Meeting Abstract

5.2  Monday, Jan. 4  Chloroplast retention and satiation in the photosynthetic sea slug Elysia clarki MIDDLEBROOKS, Michael L.*; BELL, Susan S.; PIERCE, Sidney K.; Univ. of S. Florida; Univ. of S. Florida; Univ. of S. Florida

Several species of Sacoglossan sea slugs can photosynthesize using sequestered algal chloroplasts. The duration that the chloroplasts retain function varies among slug species. One of the longer lasting examples of kleptoplasty is Elysia clarki, which can maintain chloroplasts for up to 12 weeks without feeding. While chloroplasts are present inside E. clarki’s digestive cells for that duration, the rate at which they decline has not been demonstrated. Nor has the relationship between satiation and feeding behavior of the slugs been examined.

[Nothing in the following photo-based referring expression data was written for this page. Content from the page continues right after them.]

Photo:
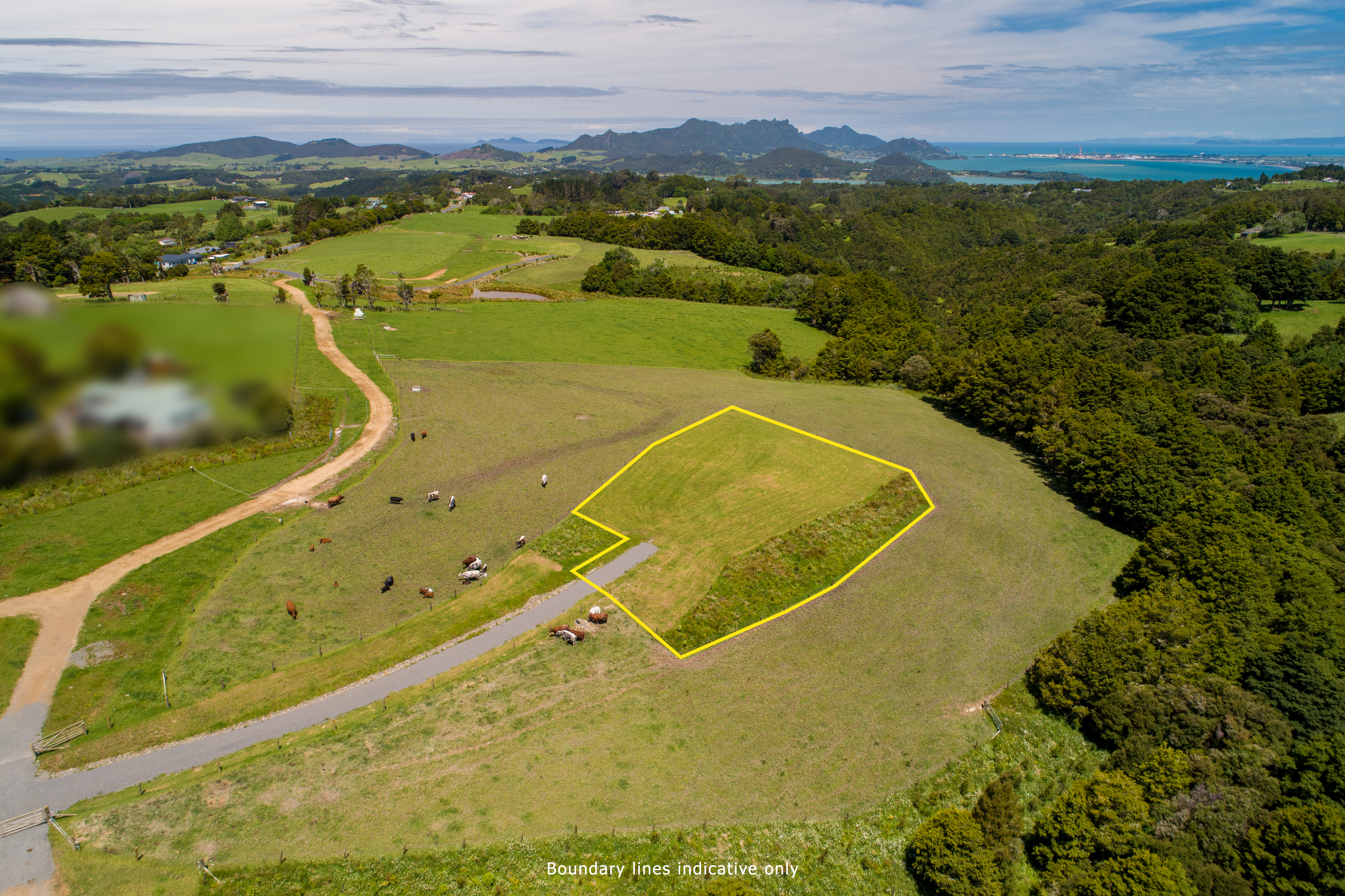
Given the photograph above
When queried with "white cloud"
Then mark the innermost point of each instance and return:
(970, 69)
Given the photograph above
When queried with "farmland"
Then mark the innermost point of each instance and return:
(716, 492)
(827, 711)
(601, 332)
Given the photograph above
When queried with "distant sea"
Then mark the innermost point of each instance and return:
(1000, 157)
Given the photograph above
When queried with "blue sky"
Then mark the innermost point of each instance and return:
(83, 73)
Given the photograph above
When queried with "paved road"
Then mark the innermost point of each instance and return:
(63, 610)
(22, 791)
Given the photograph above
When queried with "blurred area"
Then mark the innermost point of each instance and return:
(81, 389)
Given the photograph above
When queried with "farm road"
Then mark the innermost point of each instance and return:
(61, 611)
(25, 793)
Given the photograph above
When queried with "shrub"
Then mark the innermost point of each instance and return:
(949, 855)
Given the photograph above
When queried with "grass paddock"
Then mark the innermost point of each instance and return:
(828, 711)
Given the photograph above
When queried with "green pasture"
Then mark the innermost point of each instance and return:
(206, 206)
(1046, 750)
(1307, 241)
(825, 712)
(657, 333)
(196, 290)
(1305, 319)
(17, 637)
(716, 492)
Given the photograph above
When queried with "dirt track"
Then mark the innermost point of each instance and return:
(61, 610)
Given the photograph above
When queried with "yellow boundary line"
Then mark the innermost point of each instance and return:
(762, 622)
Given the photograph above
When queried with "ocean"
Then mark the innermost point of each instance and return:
(1196, 163)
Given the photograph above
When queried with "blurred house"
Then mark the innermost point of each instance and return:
(28, 301)
(153, 414)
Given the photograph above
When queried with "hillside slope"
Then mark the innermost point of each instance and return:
(789, 165)
(695, 135)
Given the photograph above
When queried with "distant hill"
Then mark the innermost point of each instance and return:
(486, 153)
(704, 165)
(518, 143)
(254, 147)
(915, 150)
(1286, 142)
(748, 139)
(899, 167)
(844, 138)
(789, 163)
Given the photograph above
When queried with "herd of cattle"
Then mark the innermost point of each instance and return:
(474, 568)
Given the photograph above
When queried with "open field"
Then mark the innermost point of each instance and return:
(1313, 243)
(17, 637)
(657, 333)
(718, 492)
(1307, 319)
(860, 853)
(205, 206)
(827, 711)
(45, 551)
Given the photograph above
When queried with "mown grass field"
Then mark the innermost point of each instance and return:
(828, 711)
(857, 853)
(656, 333)
(45, 551)
(221, 346)
(206, 206)
(716, 492)
(17, 637)
(1307, 318)
(1313, 243)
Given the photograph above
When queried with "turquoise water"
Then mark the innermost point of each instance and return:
(1198, 162)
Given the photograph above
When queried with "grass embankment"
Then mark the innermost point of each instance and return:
(654, 333)
(17, 637)
(839, 696)
(789, 568)
(714, 493)
(860, 853)
(153, 621)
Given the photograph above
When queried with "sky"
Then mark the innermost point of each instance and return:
(430, 72)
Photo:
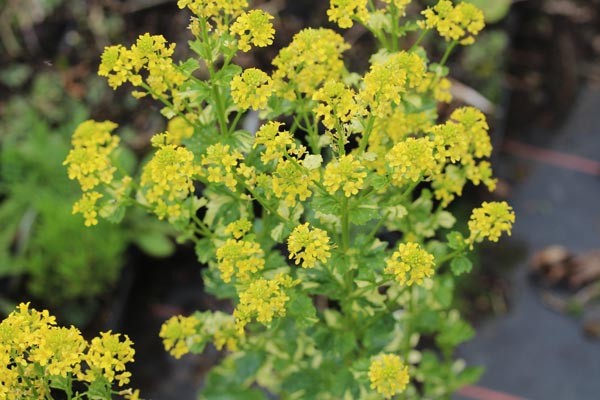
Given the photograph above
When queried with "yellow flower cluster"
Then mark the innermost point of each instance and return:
(251, 89)
(389, 79)
(89, 161)
(149, 55)
(219, 163)
(336, 104)
(241, 258)
(307, 246)
(253, 27)
(87, 207)
(346, 173)
(410, 264)
(313, 57)
(291, 180)
(489, 221)
(388, 375)
(167, 179)
(343, 11)
(411, 160)
(263, 300)
(34, 352)
(275, 141)
(181, 335)
(461, 141)
(457, 23)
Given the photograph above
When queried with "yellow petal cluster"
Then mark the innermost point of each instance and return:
(308, 246)
(263, 300)
(458, 23)
(346, 173)
(253, 28)
(388, 375)
(251, 89)
(313, 57)
(410, 264)
(343, 12)
(490, 221)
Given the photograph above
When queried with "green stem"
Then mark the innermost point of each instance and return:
(448, 51)
(419, 40)
(365, 137)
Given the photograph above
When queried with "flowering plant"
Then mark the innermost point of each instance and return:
(327, 227)
(41, 359)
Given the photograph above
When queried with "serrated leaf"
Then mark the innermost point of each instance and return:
(364, 213)
(460, 265)
(155, 244)
(446, 220)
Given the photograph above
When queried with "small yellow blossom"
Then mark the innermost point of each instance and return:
(292, 180)
(253, 27)
(458, 23)
(178, 334)
(388, 79)
(263, 300)
(388, 375)
(167, 179)
(343, 11)
(239, 228)
(410, 264)
(219, 164)
(87, 206)
(411, 160)
(241, 258)
(336, 104)
(89, 161)
(347, 173)
(275, 141)
(251, 89)
(313, 57)
(307, 246)
(489, 221)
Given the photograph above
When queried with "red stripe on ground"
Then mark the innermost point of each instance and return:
(559, 159)
(481, 393)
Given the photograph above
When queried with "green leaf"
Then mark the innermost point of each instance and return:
(493, 11)
(363, 213)
(460, 265)
(155, 244)
(301, 308)
(456, 240)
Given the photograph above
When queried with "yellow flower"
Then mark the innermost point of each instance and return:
(410, 264)
(275, 141)
(489, 221)
(460, 23)
(253, 27)
(336, 104)
(89, 161)
(87, 206)
(347, 173)
(167, 179)
(219, 164)
(411, 160)
(240, 258)
(388, 375)
(263, 300)
(313, 57)
(307, 246)
(388, 79)
(178, 334)
(343, 11)
(251, 89)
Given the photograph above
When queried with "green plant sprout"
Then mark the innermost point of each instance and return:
(327, 227)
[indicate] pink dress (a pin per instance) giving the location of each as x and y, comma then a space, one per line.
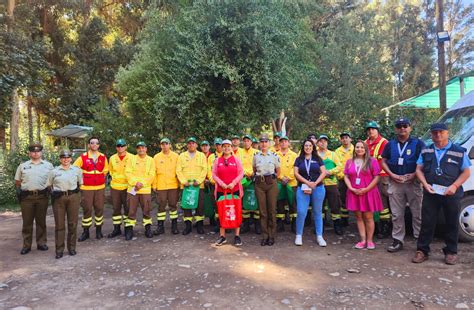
370, 201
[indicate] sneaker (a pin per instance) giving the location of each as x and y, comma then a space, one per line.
321, 241
237, 241
360, 245
370, 246
222, 240
299, 240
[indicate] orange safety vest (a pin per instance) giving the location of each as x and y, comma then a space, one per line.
92, 172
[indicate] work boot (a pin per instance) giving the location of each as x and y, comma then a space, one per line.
200, 227
98, 232
116, 232
174, 227
129, 233
338, 227
245, 226
280, 225
189, 228
293, 225
85, 235
258, 227
160, 228
148, 232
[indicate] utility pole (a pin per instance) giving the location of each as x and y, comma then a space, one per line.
441, 60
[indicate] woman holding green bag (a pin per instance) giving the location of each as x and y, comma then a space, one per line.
227, 171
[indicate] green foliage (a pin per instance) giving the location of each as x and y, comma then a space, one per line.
212, 70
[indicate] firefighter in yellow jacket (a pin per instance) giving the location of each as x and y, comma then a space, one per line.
140, 172
248, 152
118, 186
286, 177
166, 186
191, 170
94, 166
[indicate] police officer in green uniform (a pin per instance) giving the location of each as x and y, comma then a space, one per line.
65, 181
31, 184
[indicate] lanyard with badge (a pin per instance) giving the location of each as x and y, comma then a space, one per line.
401, 151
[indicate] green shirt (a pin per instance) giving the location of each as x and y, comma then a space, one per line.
33, 177
65, 179
266, 164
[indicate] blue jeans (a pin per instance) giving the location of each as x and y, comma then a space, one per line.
302, 205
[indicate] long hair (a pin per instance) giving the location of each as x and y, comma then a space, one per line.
366, 165
314, 154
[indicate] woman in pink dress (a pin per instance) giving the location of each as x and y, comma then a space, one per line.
361, 175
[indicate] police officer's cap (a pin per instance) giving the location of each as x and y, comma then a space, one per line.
263, 137
120, 142
438, 127
65, 153
35, 147
402, 121
372, 124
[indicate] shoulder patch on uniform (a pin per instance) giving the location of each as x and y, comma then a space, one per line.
455, 154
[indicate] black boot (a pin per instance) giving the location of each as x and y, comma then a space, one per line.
85, 235
148, 232
189, 228
160, 228
280, 225
98, 232
174, 227
245, 226
258, 227
129, 233
200, 227
116, 232
338, 227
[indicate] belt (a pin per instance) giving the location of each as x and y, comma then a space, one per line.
35, 193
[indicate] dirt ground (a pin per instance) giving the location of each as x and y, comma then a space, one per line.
175, 271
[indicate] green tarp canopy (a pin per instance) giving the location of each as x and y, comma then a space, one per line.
455, 87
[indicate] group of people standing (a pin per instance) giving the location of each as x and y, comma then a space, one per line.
375, 179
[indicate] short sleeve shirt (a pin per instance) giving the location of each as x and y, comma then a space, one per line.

Therefore, the progression of chloroplast loss and the effect on feeding behavior in E. clarki over several months was tested using chlorophyll concentration as a proxy for chloroplasts. Slugs were starved for 4, 8, or 12 weeks and compared to a control group that had continuous access to food. Feeding behavior was determined as whether or not slugs would exhibit feeding behavior within five min after exposure to algae. Once feeding behavior was determined, chlorophyll was measured (μg chl/g dry wt). Slugs starved for 4, 8, and 12 weeks exhibited similar feeding behavior, but unstarved control slugs were less likely to feed, most likely due to satiation. Moreover, in slugs starved for 4 or 8 weeks or fed continuously there was no significant difference in chlorophyll concentration. However, the chlorophyll concentration of slugs starved for 12 weeks was statistically lower than slugs from other treatments. This suggests that chloroplast numbers remain constant in E. clarki for 12 weeks post feeding at which point the slugs must feed again. Over a 12 week period slugs will feed when food is available, but they are able to obtain energy from photosynthesis if food is absent. This is the first time that feeding behavior has been examined in regards to chloroplast retention in a photosynthetic animal.